Details on each are provided below:

Implement, Monitor, and Adjust Interventions: The purpose of this step is to fully execute plans, review the data on progress of implementation and impact of the interventions, and make adjustments to improve outcomes.

During this stage, the plans are fully executed, including new procedures, guidelines, and practices. The implementation team is gathering information on how implementation is progressing, and is asking important questions such as “Is the model being implemented as intended (with fidelity)?” and “Are additional supports, like training and technical assistance, needed?”

Improve and Adjust Interventions: The purpose of this step is to assess whether the intervention is effective and to make adjustments, as necessary.

Based upon the initial effectiveness of the innovation and other staff and stakeholder feedback, adjustments will be made by the agency to improve the impact of the innovation, eliminate barriers, and increase fidelity. For instance, an adjustment might be needed when information reveals that caseworkers in a new initiative are having to work a great deal in the evenings, but agency policies do not allow for staff to work flexible hours. The State could implement flex-time policies for front-line staff before rolling the initiative out to other areas.

Data from tracking and monitoring the activities and results of the initiative should be reviewed on a regular basis. Ongoing assessment and analysis of findings will validate effective practice, identify trends and needs, and allow strategies to be developed to address any challenges. This ongoing, careful analysis will enable an agency to refine or adjust processes and practice, on a continual basis, in ways that enhance both implementation and effectiveness.

Scale-up: The purpose of this step is to determine when an intervention is ready for expansion and to plan and implement this expansion with necessary supports in place. Leadership and the implementation team will decide, based on information and data gathered, when the intervention is ready for expansion, and how it should be expanded. A realistic process is needed that outlines the steps to ensure that sufficient capacity has been developed to support the intervention in each new site. Decision-makers should ask questions such as the following:

  • What should the pace of the expansion look like?
  • How will training and technical assistance be provided to each site?
  • Are systems and resources in place to support expansion to the next site?
  • Is communication in place to prepare sites for implementation, and are communication and peer support available between sites?

Sustaining System Change

Full implementation of a new initiative can take from 2 to 4 years. Critical to the process overall is for the agency to ensure sustainability. Planning for long-term sustainability must begin during the strategic planning stage and continue throughout the process. Agency leadership should ensure that funding streams remain available, that staff, external stakeholders, and consumers continue to be involved, that goals are being appropriately worked toward, that all sites are maintaining fidelity to the intervention’s design, and that there is progress toward meeting goals.

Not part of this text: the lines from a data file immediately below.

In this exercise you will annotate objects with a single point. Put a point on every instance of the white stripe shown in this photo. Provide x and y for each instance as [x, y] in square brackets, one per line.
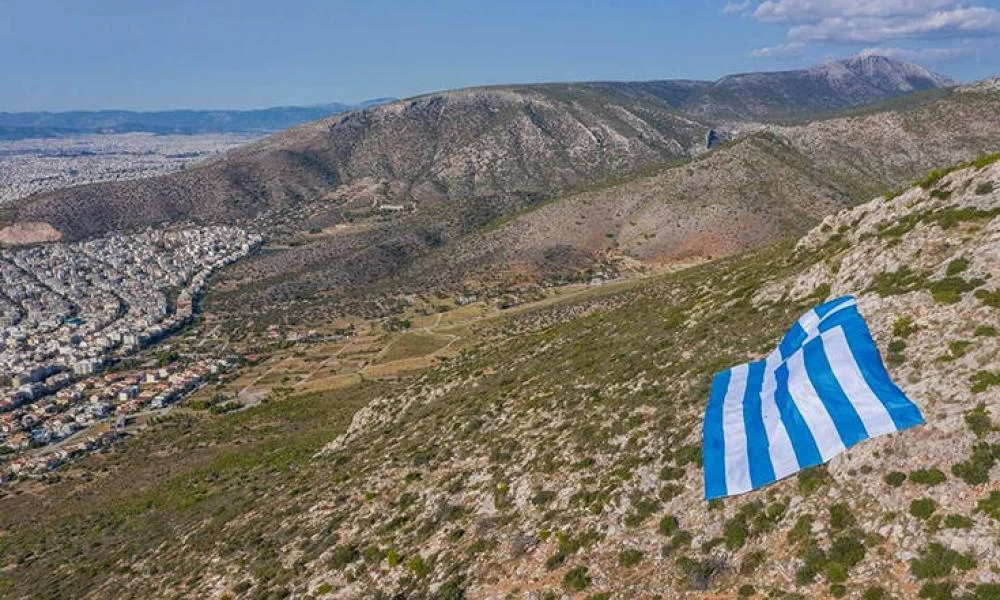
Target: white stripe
[871, 410]
[734, 433]
[812, 409]
[783, 458]
[810, 334]
[809, 321]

Articulating the connections between new behaviors and improved outcomes can be a powerful tool in assuring staff and partners of progress. For example, if moves of children in care are diminishing due to more frequent and better quality worker/child/caregiver visits, as anticipated, support and enthusiasm from staff and partners involved in the innovation will be bolstered.

The innovation, in all its various stages, will need to be fully integrated into the State’s systems. This includes ongoing training, regulations, policies and procedures, and, most importantly, the agency-wide continuous quality improvement (CQI) system. The new practice should be incorporated into the case record review process and data system. Bi-directional stakeholder communication, or feedback loops, should then continue through the CQI process, as should ongoing analysis, assessments, and improvements. The emphasis of CQI on data, expedient diffusion of best practices, and ongoing, cyclical improvement can then continue to guide and strengthen the implementation of the agency’s various initiatives.